ERM: Current Initiatives and Issues
moderuje Betty Simkins
Moderowana dyskusja porusza kilka typowych dla współczesnych amerykańskich risk managerów problemów: jak definiują ERM, jaki jest stopień zaawansowania amerykańskich firm w ERM, jak można poprawic edukację w obszarze ERM pod kątem potrzeb przedsiębiorstw, czy i w jaki sposób ERM dodaje wartości spółkom, co jest kluczowe – jeśli chodzi o strukturę i procesy zarządzania ryzykiem – dla sukcesu w jego wdrożeniu, oraz co jest konieczne aby system ERM pozostawał dynamiczny.
Zwraca uwagę przede wszystkim taki sam problem z terminologią u naszych amerykańskich kolegów, jaki mamy my, europejczycy. Tam chyba jest jeszcze o tyle gorzej, ze ciążą bardzo mocno compliansowe korzenie SOXu i zakorzenienie pierwszych praktyk zarządzania ryzykiem w instytucjach finansowych, co teraz odbija się czkawką wszystkim risk managerom. Taki skrajny przykład – to brak konsensusu jak definiować „ryzyko operacyjne” i pogarszające sprawę pojawiające się potworki pojęciowe, typu rozróżnianie pomiędzy ryzykiem operacyjnym (operational) a operatywnym (operative) – brr makabra …

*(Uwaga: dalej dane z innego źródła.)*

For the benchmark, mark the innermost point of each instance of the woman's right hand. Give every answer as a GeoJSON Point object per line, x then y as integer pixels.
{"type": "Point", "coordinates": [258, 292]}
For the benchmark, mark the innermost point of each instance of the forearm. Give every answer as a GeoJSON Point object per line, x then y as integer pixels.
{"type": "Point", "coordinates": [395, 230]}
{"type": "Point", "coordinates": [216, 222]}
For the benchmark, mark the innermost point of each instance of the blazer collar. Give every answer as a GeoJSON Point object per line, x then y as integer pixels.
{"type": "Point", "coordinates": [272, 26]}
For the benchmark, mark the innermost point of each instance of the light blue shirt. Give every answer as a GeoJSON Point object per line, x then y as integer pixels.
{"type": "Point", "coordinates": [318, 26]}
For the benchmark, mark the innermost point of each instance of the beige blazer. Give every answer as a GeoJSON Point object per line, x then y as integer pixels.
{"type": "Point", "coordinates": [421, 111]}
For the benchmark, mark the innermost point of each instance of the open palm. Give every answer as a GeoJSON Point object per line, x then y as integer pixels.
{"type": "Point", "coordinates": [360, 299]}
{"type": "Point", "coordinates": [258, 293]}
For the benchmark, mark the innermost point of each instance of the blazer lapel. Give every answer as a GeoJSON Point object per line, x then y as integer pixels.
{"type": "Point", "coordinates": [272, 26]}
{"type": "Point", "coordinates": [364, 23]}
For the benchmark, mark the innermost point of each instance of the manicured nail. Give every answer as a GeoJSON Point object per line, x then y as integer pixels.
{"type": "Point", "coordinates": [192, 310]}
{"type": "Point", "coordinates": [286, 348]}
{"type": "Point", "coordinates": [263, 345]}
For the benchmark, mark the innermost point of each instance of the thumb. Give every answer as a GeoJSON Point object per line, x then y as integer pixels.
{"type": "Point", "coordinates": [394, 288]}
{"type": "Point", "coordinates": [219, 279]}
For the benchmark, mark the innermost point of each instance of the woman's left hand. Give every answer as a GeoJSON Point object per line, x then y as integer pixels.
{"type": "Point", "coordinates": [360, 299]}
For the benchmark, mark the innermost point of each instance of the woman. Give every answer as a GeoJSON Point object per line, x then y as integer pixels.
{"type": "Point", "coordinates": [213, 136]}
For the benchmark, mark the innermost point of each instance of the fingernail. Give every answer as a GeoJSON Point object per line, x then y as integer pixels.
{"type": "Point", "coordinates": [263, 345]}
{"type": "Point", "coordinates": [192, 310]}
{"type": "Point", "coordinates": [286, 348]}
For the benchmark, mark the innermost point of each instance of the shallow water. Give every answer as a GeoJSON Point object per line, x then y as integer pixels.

Reasumując – książka nie jest może wybitna, ale pokazuje obszerny kawałek amarykańskiej praktyki zarządzania ryzykiem i warto ją potraktować jako wartościową lekturę uzuopełniającą, nie spodziewając się jednak znaleźć tam gotowych rozwiązań i odpowiedzi na wszystkie pytania.